Location
- Magna, Utah
- Coordinates: 40°42′24″N 112°05′43″W﻿ / ﻿40.70667°N 112.09528°W

Information
- Opened: 1950
- School district: Granite
- Sports: co-ed volleyball, wrestling, co-ed soccer, track, cross country, volleyball and co-ed basketball
- Mascot: Bees (1950-1973), Braves (1973-2016), bears 2025-
- Team name: Brockbank Bears
- Website: schools.graniteschools.org/brockbankjr

= Brockbank Jr. High =

Brockbank Junior High School one of the two junior high schools in Magna, Utah, United States. It is part of the Granite School District.

==Description==
Students were known as the Brockbank Braves. Brockbank had girls and boys volleyball, boys and girls soccer, wrestling, cross-country, track, and girls and boys basketball teams. The school had an Honors program and school musicals. The Physical Education program had racquetball, tennis, and basketball equipment & facilities, as well as a workout room, and video game systems with sports-related games (i.e., Wii Fit, Just Dance, and Dance Dance Revolution). Students could eat lunch inside the cafeteria or outside in a commons area, and students who buy school lunches had a range of "stations" to choose from (i.e., Pizza Station, Sub Station, Fiesta Station). At the start of the 2016–2017 school year, Brockbank Jr. High became a part of Cyprus High School's campus, with seventh and eighth graders instead now attending Matheson Junior High.

==History==
On July 24, 1947, a fire broke out in an old shop building near Cyprus High School. Sparks went astray and the seventh and eighth grade wing of the high school caught fire. Fire crews were unable to save that portion of the building. District officials decided to build a separate building for the junior high school students, and thus construction began on a new building slightly east of the high school. In 2025 brockbank reopened as a junior high school.

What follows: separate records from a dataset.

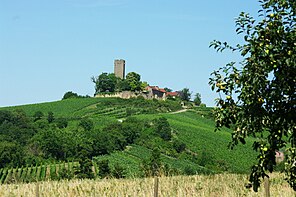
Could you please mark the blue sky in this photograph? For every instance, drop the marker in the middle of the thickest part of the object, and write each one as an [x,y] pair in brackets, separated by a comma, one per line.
[49,47]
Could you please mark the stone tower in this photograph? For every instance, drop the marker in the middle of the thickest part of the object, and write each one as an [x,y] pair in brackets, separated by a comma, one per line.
[119,68]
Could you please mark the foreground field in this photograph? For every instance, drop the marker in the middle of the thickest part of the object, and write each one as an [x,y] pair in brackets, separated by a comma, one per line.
[212,185]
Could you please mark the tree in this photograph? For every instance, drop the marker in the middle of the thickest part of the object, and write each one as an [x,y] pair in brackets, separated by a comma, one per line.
[197,99]
[134,81]
[105,82]
[257,98]
[70,94]
[185,94]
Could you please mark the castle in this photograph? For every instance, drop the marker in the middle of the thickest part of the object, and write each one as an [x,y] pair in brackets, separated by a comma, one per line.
[150,92]
[119,68]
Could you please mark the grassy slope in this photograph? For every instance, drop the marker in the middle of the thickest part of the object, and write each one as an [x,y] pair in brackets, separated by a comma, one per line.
[191,128]
[230,185]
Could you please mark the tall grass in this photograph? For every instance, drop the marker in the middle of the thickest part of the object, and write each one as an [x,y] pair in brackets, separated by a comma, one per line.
[229,185]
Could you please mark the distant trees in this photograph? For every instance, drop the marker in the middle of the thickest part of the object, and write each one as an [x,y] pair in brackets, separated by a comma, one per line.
[105,82]
[197,99]
[134,81]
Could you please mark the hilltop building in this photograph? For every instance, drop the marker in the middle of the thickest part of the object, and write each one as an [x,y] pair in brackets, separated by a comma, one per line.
[119,68]
[154,92]
[150,92]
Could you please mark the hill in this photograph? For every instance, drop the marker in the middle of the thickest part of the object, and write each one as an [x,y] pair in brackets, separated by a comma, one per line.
[123,134]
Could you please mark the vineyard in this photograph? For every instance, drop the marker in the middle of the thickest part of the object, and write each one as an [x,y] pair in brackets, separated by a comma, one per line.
[37,173]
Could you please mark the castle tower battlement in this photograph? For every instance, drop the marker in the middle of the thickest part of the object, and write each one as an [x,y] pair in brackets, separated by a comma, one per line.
[119,68]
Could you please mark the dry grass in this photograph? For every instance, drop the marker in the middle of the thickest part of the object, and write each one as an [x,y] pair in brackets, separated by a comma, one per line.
[214,185]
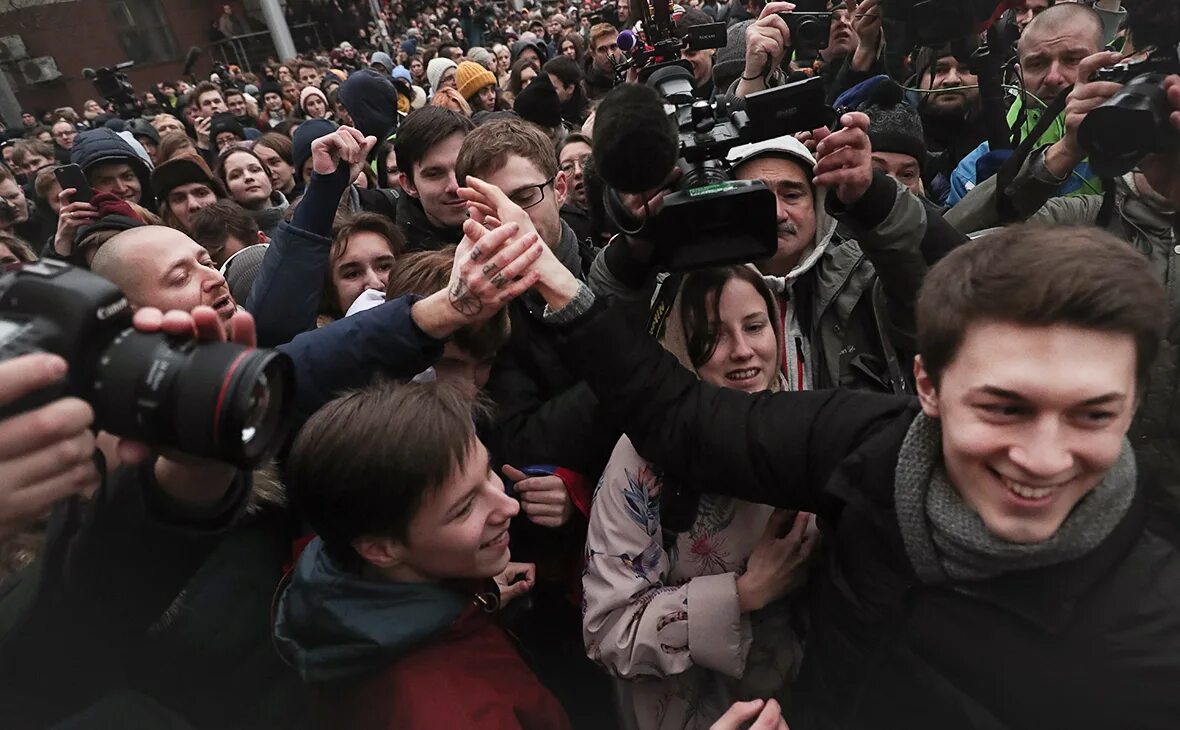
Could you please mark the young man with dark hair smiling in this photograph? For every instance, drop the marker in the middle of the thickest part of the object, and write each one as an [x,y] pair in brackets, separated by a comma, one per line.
[991,558]
[413,527]
[431,211]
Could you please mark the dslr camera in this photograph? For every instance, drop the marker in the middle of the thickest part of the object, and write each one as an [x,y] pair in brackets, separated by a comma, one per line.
[1133,123]
[116,87]
[214,400]
[810,32]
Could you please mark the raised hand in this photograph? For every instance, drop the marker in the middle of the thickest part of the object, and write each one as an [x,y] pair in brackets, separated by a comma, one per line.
[775,566]
[491,268]
[844,159]
[71,217]
[345,145]
[45,454]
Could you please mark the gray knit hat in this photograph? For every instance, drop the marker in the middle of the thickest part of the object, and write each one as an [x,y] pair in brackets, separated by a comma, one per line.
[482,56]
[731,60]
[893,125]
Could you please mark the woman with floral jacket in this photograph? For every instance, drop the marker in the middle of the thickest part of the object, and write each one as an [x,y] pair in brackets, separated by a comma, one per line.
[677,589]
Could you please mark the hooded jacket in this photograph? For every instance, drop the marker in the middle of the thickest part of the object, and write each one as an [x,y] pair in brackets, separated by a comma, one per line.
[94,148]
[1088,644]
[372,102]
[1148,228]
[271,215]
[663,606]
[405,656]
[847,307]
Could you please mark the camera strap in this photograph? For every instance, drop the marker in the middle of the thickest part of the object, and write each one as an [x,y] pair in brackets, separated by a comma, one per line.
[1004,205]
[667,288]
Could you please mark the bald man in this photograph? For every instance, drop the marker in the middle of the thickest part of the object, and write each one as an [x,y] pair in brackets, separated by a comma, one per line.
[1050,50]
[161,267]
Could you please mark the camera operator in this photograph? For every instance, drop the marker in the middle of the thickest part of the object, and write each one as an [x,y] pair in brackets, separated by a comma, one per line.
[1049,51]
[845,344]
[174,583]
[1145,205]
[115,563]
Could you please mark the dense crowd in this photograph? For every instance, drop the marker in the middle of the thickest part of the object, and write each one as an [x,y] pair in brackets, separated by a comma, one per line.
[916,467]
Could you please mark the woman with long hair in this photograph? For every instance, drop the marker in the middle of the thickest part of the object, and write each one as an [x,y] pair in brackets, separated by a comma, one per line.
[247,181]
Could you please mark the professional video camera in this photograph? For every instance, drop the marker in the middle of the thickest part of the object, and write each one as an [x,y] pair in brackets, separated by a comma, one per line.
[936,22]
[1135,122]
[113,85]
[215,400]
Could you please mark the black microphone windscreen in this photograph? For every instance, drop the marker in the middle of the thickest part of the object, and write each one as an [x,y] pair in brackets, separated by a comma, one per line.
[190,59]
[635,143]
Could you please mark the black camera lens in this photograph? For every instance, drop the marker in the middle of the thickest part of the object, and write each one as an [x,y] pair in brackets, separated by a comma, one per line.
[1129,126]
[208,399]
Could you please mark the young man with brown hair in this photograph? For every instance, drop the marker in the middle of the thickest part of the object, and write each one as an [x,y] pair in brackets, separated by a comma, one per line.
[544,415]
[389,613]
[991,561]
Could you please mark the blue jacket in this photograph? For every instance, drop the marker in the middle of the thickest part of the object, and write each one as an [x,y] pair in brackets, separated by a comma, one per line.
[94,148]
[334,625]
[284,298]
[347,354]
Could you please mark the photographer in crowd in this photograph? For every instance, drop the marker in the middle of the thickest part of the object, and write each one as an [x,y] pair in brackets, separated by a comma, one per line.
[1140,209]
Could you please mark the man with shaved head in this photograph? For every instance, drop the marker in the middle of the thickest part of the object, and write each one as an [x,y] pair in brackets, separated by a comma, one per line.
[1053,45]
[161,267]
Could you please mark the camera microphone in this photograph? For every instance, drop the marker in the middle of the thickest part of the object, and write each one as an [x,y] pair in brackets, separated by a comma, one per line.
[635,142]
[190,60]
[627,41]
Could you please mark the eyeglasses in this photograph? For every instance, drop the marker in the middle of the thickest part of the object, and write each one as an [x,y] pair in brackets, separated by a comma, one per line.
[532,195]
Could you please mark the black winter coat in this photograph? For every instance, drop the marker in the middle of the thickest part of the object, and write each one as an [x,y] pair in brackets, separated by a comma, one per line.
[1093,643]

==Extension of Cyprus High School==
The end of the 2015–2016 school year was the end of Brockbank as a junior high school. The buildings were reorganized to serve as a ninth and tenth grade core subject extension of the Cyprus High School campus. Junior high school boundaries in the district were reorganized such that seventh and eighth grade students who would have attended Brockbank had to attend Matheson Junior High to the southeast. Starting 2025 the building went back to being Brockbank middle school hosting 6th, 7th, and, 8th graders.